The momentum of the Eastern Mediterranean discoveries is interesting, as it coincides with Europe’s new quest to diversify its sources of supply. Israel’s Leviathan is expected to reach production stage by 2018. As to Cyprus, the ENI/KOGAS consortium has commenced exploratory drilling offshore the island and estimates are optimistic that further discoveries will be made allowing the island to pursue its planned onshore LNG terminal in its coastal Vassilikos area. Lebanon’s potential is also believed to be very high, but confidence is decreasing in the country’s capability to bring the process to fruition. Will Eastern Mediterranean gas be delivered in time to address Europe’s energy problem? And will the quantities truly make a difference? Eastern Mediterranean gas will surely not constitute a sole and sufficient solution for Europe. But any additional supply would be welcome.

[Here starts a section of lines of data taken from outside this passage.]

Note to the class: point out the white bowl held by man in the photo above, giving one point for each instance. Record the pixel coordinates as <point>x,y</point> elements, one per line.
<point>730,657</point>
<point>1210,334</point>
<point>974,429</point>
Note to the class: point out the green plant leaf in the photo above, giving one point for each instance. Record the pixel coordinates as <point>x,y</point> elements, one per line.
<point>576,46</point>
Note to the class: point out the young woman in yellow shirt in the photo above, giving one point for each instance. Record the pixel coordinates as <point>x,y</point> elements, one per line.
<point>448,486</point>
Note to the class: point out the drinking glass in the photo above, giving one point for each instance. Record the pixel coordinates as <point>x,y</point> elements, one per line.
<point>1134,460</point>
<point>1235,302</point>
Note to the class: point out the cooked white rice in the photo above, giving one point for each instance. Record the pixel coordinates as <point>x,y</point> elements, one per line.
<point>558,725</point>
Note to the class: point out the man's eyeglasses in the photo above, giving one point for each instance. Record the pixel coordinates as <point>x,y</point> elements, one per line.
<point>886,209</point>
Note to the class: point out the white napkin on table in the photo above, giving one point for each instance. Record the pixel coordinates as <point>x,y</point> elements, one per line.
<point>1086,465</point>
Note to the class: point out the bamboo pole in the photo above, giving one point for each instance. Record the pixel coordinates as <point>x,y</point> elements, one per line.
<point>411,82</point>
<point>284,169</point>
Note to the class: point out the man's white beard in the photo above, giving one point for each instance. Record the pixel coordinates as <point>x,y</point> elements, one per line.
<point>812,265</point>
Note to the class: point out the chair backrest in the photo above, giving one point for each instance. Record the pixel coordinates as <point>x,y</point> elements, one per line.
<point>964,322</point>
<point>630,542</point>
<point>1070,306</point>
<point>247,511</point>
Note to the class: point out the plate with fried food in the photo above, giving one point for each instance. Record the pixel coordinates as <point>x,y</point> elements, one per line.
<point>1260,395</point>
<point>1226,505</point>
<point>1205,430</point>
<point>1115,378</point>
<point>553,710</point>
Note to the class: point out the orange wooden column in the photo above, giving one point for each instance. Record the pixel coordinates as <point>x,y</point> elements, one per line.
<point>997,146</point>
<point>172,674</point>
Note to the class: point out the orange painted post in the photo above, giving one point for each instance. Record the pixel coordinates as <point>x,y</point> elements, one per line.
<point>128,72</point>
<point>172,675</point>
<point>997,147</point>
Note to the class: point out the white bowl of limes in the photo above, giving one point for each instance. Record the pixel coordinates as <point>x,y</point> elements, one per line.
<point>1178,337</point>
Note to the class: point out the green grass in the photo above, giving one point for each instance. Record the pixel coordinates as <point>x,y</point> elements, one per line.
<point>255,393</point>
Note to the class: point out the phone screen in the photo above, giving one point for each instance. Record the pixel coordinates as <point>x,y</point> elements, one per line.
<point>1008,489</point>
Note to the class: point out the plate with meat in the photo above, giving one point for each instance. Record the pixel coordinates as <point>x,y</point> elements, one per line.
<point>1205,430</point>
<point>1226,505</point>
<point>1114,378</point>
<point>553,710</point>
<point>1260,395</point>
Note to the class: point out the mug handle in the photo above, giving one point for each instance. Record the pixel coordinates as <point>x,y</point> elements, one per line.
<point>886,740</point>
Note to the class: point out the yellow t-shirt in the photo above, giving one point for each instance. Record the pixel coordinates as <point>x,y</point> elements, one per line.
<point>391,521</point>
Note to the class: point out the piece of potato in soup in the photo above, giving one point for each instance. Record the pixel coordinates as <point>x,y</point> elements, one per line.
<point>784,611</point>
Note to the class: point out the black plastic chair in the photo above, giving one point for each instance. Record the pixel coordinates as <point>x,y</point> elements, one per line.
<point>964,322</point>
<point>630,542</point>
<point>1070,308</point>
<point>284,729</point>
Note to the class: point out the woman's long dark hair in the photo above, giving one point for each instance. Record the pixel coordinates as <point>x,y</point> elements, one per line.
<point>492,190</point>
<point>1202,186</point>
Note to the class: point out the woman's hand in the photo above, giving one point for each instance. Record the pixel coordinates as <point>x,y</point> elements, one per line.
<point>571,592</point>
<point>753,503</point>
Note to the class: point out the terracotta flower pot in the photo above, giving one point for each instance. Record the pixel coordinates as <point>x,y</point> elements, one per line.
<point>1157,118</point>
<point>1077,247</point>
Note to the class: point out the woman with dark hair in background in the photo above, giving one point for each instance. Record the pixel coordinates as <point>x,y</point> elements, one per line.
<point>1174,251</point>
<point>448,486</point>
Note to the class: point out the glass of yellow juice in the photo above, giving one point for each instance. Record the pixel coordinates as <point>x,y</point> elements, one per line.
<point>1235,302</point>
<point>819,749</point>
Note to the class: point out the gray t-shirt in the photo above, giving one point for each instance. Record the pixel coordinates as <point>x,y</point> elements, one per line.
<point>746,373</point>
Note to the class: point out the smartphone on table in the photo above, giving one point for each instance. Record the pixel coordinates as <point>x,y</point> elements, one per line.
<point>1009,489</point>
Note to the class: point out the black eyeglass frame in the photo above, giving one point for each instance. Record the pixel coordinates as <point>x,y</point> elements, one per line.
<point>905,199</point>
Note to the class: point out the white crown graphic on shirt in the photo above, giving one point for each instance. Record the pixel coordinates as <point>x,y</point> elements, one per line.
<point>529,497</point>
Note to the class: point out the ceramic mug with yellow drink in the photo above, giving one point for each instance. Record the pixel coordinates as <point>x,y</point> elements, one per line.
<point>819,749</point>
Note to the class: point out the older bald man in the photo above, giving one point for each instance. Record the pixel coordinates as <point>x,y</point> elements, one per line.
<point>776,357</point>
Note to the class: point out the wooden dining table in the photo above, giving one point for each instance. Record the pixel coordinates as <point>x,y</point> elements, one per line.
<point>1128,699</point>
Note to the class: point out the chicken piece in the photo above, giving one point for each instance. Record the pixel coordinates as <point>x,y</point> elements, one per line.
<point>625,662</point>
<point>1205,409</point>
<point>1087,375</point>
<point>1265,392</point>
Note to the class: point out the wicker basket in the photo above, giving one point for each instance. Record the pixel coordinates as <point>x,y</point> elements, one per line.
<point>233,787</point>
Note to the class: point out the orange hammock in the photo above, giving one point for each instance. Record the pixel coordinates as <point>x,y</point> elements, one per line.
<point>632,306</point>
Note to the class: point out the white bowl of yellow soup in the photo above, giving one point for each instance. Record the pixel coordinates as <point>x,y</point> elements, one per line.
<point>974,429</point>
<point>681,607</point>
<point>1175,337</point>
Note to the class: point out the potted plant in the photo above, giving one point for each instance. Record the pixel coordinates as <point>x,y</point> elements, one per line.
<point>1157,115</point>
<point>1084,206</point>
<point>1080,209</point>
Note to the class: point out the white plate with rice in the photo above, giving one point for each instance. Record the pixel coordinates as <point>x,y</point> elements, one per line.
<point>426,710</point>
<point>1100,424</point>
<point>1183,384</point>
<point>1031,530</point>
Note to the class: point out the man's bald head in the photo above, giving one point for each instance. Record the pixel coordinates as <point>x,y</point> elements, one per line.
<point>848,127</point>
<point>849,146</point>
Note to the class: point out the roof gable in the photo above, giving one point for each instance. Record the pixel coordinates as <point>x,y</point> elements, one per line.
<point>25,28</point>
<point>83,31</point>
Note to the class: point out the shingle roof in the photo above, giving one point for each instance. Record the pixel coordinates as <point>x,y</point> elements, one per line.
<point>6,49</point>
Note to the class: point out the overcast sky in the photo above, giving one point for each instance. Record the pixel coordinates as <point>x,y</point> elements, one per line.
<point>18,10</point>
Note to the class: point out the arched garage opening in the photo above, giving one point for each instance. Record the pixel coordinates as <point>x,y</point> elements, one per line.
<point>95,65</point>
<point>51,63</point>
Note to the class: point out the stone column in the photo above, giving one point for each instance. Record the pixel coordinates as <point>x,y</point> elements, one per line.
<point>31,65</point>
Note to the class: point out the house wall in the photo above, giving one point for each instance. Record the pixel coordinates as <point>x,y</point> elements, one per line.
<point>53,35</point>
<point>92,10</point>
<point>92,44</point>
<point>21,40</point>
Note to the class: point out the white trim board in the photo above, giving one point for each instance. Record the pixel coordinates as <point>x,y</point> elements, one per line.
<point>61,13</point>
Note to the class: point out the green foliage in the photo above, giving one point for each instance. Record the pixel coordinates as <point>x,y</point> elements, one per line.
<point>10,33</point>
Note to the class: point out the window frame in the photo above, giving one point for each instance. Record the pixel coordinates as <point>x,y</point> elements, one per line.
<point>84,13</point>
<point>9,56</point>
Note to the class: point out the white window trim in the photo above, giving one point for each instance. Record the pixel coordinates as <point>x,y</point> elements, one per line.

A question remains unanswered. How will the Eastern Mediterranean countries deliver their hydrocarbon riches to export markets in Europe and Asia, and will Eastern Mediterranean countries enter the LNG market in time before an eventual drop in prices? Constructing their own LNG terminals seem if not impossible at least a distant possibility? Talks between Israel and Woodside failed due to various disputes, amongst them one around fiscality. Cyprus’ strategic LNG terminal remains a project that requires the discovery of at least another 6 Tcf of gas to be commercially viable. Israel has been considering using Egypt’s unused LNG terminals to reach lucrative markets in Asia, and a Europe looking for exotic suppliers to loosen Russia’s grip over its market. Egypt’s internal market will also absorb some of the Israeli gas due to a flat production, a growing demand and ongoing export obligations.
The regional market, relatively modest, will therefore consume some of the Israeli and Cypriot gas. A letter of intent signed between Noble Energy and Jordan’s state owned National Electric Power Company revealed the Kingdom’s interest in importing gas from Israel by 2017 to decrease its spiking energy bill (exceeding JD 4 billion). Disruptions in the supply of Egyptian gas caused Jordan to import expensive fuel products to make up for the difference. Cyprus’ Minister of Energy’s visit to the Kingdom earlier this month also revealed that Cyprus sees in Jordan a potential market for exporting a portion of its future discoveries.
Eastern Mediterranean gas will be headed towards regional markets (namely Jordan and Egypt) where the need for gas and the geographical proximity are favorable. How the gas will reach further markets in Asia and Europe will largely depend on regional cooperation and the amounts of gas discovered. Pipeline and LNG scenarios still compete in the absence of a defined export strategy.